Strategic Collaboration with EQRx
Relay Therapeutics and EQRx entered a worldwide strategic collaboration to discover, develop, and commercialize novel medicines against validated oncology targets. Under the terms of the agreement, Relay Therapeutics will be responsible for the discovery phase through to Investigational New Drug application filing, while EQRx will be responsible for clinical development, regulatory and commercialization efforts of the product candidates developed pursuant to the collaboration. Relay Therapeutics and EQRx will equally share in the discovery, development and commercialization costs and the net profits from sales of any collaboration medicines, if approved. The collaboration will start with one program, but the companies can mutually agree to add additional programs to the collaboration in the future. Relay Therapeutics retains the right to develop any collaboration medicines in combination with its wholly-owned pipeline.
Other Recent Corporate Highlights
RLY-4008, a potent, selective and oral small molecule inhibitor of FGFR2, remains on track to report initial safety, tolerability and pharmacokinetics data across multiple dose levels before the end of 2021. Most patients to be reported on will be FGFR2 altered cholangiocarcinoma (CCA) patients with prior exposure to pan-FGFR inhibitor therapies.
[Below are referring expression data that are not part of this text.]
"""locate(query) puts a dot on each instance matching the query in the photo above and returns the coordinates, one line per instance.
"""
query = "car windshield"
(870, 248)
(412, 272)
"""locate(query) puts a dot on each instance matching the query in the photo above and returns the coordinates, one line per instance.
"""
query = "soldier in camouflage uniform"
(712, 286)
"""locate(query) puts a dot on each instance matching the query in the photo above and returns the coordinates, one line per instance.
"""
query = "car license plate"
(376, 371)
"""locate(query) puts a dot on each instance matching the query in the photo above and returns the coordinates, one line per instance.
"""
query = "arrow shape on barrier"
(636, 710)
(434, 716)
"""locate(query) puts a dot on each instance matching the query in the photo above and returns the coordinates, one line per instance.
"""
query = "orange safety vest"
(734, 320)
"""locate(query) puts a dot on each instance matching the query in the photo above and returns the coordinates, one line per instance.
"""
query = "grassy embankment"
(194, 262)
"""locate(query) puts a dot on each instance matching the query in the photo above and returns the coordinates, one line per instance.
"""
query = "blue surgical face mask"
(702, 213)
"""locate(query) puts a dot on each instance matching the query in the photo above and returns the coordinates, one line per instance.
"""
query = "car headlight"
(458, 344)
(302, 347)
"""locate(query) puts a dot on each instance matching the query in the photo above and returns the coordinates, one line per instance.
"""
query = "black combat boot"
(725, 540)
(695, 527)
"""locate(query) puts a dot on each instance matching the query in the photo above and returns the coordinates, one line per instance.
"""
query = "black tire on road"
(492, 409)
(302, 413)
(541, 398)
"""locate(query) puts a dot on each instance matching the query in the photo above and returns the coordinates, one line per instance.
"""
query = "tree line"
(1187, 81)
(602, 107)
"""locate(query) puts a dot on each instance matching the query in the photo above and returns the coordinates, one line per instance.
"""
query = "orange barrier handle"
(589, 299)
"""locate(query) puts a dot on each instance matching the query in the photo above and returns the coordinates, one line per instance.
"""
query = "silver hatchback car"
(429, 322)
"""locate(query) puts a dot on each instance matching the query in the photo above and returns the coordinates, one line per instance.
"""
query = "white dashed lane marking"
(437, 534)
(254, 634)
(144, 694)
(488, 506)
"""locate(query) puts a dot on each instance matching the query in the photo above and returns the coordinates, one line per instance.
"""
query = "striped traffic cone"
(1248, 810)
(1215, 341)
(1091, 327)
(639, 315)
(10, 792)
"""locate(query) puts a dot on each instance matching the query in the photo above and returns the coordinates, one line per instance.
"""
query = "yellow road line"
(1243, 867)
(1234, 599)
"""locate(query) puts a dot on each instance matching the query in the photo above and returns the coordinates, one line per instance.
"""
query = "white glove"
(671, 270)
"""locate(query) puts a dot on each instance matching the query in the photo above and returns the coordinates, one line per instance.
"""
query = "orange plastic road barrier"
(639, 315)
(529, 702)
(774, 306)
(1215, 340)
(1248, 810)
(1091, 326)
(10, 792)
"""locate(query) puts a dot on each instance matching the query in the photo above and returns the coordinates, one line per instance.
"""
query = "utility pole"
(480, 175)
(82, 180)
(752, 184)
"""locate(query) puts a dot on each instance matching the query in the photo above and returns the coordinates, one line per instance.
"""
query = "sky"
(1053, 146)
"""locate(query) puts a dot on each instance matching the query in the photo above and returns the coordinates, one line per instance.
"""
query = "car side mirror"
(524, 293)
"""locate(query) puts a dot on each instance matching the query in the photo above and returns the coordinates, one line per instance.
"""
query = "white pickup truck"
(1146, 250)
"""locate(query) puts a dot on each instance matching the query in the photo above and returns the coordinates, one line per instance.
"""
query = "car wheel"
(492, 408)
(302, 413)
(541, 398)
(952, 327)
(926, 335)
The disclosure will also include preliminary efficacy data focusing on FGFR2 fusion CCA pan-FGFR treatment naïve patients.
In July 2021, Genentech initiated the cohort of RLY-1971/GDC-1971, an inhibitor of SHP2, in combination with GDC-6036, an inhibitor of KRAS G12C, in a Phase 1b trial.
Second Quarter 2021 Financial Results
Cash, Cash Equivalents and Investments: As of June 30, 2021, cash, cash equivalents and investments totaled approximately $671.2 million, compared to $678.1 million as of December 31, 2020. The change in cash reflects the receipt of Genentech’s $75 million upfront payment in the first quarter, partially offset by $25.1 million in net cash paid for the acquisition of ZebiAI and cash used to fund our operations. The Company expects its current cash and cash equivalents will be sufficient to fund its current operating plan into 2024.
R&D Expenses: Research and development expenses were $180.0 million for the second quarter of 2021, as compared to $21.7 million for the second quarter of 2020. $134.9 million was due to the acquisition of ZebiAI in April 2021. The additional increase of $23.5 million was primarily due to $12.3 million of additional employee related costs, including an increase in stock-based compensation of $8.2 million, $7.3 million related to our pre-clinical candidates and $2.5 million related to increased clinical trial expenses associated with RLY-1971 and RLY-4008.
G&A Expenses: General and administrative expenses were $14.4 million for the second quarter of 2021, as compared to $6.1 million for the second quarter of 2020. The increase of $8.4 million was primarily due to $5.8 million of increased personnel costs, including increased stock-based compensation of $3.9 million, to support our infrastructure and $2.6 million related to increases in other general and administrative expenses primarily attributed to an increase in insurance expense.
Net Loss: Net loss was $193.4 million for the second quarter of 2021, or a net loss per share of $2.10, as compared to a net loss of $26.7 million for the second quarter of 2020, or a net loss per share of $6.06.